I discovered something that night: Sleep was not at the top of my physical necessity list. Later, mentally, physically, and sexually exhausted, with her warm, naked body pressed against mine, I was just drifting off when Lee whispered in my ear, "I have thought of a plan to trap her."

Pillow talk.

Chapter
FIFTY-SEVEN

I don't know if Lee slept at all that night.

I woke at four-thirty a.m., alone in bed. I tested my various damaged areas, expecting the usual day-two increase in pain. But they actually felt improved. Could sex be the ultimate painkiller? It certainly beat Celebrex.

At a little after five, showered, shaved, suited, and lured by the smell of fried bacon, I found Lee in the restaurant kitchen. She'd prepared breakfast for us. Scrambled eggs and coffee to go with the bacon. It looked lovely. But as they say, there are no free meals.

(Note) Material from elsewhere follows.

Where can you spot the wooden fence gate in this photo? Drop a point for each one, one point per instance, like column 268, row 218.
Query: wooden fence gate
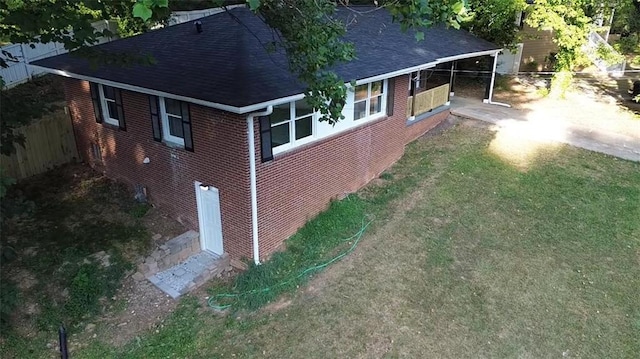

I'd barely nibbled a forkful of egg when Lee said, "It is not just a question of saving Goyal's life. I do not want that bitch to slip away where she can kill more of my clients. I want her nailed tight to the prison floor. I think we can do that."

"'We'?" I said.

"My plan requires your participation."

"Why? You've got a whole army of agents, Lee."

"You are part of this, chef," she said. "You have a more personal reason than I."

"Yeah?"

"Self-preservation. Felix gave you a warning that you foolishly
ignored. Besides, I'm not asking you to do anything you aren't capable of handling."

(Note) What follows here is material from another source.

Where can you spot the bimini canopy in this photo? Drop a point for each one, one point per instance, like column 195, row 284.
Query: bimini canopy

"Whoa. Flip that over and serve it up again."

"I need you to do the interview with Goyal Aharon."

I ate a piece of crisp, dry bacon, took a sip of coffee, and mulled that over.

"Assuming you could somehow derail Trina Lomax's plan to interview him, there are quite a few people next in line, including Lance Tuttle and our news anchor, Tori Dillard. I'd be in that line somewhere after the entertainment guy."